Torched on the Fourth of July, the fire was blamed on “a bunch of (fire)crackers ignited on the back porch of a Chinese washhouse on the north side of Miner Street.” The flames quickly spread to stored hay inside the old Yreka House, formerly a hotel and one of the city’s oldest buildings.

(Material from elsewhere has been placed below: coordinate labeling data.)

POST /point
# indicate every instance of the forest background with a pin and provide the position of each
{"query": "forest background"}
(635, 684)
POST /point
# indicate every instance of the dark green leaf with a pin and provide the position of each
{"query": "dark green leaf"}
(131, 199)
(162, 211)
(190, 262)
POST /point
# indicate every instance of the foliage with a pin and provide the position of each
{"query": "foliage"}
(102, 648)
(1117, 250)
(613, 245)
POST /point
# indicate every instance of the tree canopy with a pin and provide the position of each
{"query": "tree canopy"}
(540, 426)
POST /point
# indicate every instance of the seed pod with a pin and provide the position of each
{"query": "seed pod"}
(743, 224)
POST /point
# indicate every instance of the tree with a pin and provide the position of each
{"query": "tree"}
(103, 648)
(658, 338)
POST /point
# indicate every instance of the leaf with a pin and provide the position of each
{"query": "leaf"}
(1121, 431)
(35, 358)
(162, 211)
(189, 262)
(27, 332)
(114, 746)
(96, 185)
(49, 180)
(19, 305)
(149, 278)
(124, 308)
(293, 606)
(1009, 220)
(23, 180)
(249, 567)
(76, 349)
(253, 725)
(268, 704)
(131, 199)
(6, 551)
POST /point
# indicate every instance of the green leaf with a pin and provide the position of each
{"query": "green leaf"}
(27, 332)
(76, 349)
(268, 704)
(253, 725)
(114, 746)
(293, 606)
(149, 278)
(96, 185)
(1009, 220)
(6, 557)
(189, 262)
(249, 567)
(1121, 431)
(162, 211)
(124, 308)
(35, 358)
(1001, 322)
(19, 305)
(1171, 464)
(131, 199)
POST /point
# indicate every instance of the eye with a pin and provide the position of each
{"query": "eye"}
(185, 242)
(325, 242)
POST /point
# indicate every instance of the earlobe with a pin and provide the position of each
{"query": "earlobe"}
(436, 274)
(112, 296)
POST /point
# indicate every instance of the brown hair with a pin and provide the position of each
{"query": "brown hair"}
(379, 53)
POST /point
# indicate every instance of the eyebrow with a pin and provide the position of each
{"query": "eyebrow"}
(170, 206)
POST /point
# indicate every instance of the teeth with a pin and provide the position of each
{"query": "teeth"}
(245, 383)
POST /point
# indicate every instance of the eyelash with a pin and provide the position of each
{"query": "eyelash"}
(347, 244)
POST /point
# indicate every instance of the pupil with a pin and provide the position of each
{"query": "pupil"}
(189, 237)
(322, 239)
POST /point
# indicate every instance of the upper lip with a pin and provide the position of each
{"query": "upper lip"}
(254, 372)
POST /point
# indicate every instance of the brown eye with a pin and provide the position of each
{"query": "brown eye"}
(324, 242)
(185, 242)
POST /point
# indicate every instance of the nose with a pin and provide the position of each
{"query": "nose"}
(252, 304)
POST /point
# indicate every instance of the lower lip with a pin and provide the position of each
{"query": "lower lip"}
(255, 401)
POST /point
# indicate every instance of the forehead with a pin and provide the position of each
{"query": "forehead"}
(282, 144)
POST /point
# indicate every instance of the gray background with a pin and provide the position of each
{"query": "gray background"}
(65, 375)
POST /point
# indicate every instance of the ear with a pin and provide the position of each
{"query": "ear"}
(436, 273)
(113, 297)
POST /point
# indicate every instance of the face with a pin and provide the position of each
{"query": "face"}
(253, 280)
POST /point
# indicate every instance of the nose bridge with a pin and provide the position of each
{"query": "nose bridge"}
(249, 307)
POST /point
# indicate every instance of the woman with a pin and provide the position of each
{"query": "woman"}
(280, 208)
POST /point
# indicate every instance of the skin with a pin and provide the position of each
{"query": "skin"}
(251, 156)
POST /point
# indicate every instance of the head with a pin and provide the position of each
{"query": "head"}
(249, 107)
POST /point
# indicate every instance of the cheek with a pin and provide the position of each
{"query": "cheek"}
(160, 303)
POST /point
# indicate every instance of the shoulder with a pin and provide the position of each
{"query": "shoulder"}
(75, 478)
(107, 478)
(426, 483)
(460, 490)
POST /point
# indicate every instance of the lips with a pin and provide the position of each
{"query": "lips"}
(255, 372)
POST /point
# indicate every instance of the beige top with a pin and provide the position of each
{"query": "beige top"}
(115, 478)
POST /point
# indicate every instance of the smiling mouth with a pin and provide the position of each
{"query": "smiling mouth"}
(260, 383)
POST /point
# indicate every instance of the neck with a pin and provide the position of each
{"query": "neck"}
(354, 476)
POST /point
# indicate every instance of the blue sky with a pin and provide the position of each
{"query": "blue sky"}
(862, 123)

The Colton Theater, west of the washhouse, burned next. Firemen arrived too late and the fire burned on, from Miner Street to Lane Street and from Center Street to Yreka Creek. It destroyed the old Chinatown, the J. B. Marble Works, the Odd Fellows’ Hall, the Metropolitan Hotel, an undertaker’s parlor, barns, the Catholic Parsonage and the first foundry in Yreka, which had already burned in 1864.
Everyone helped to suppress the flames by carrying water, tearing down fences and buildings, even piling wet blankets on rooftops. It took all the water in the city’s water works to feed the fire trucks.
Sources: Jenner, Gail L., and Monica J. Hall. Western Siskiyou County: Gold & Dreams. Mt.
Pleasant: Arcadia Publishing, 2002. 67. Print; Wells, Harry L. History of Siskiyou County, California. Oakland: D. J. Stewart & Co., 1881. 80, 179, 193, 204.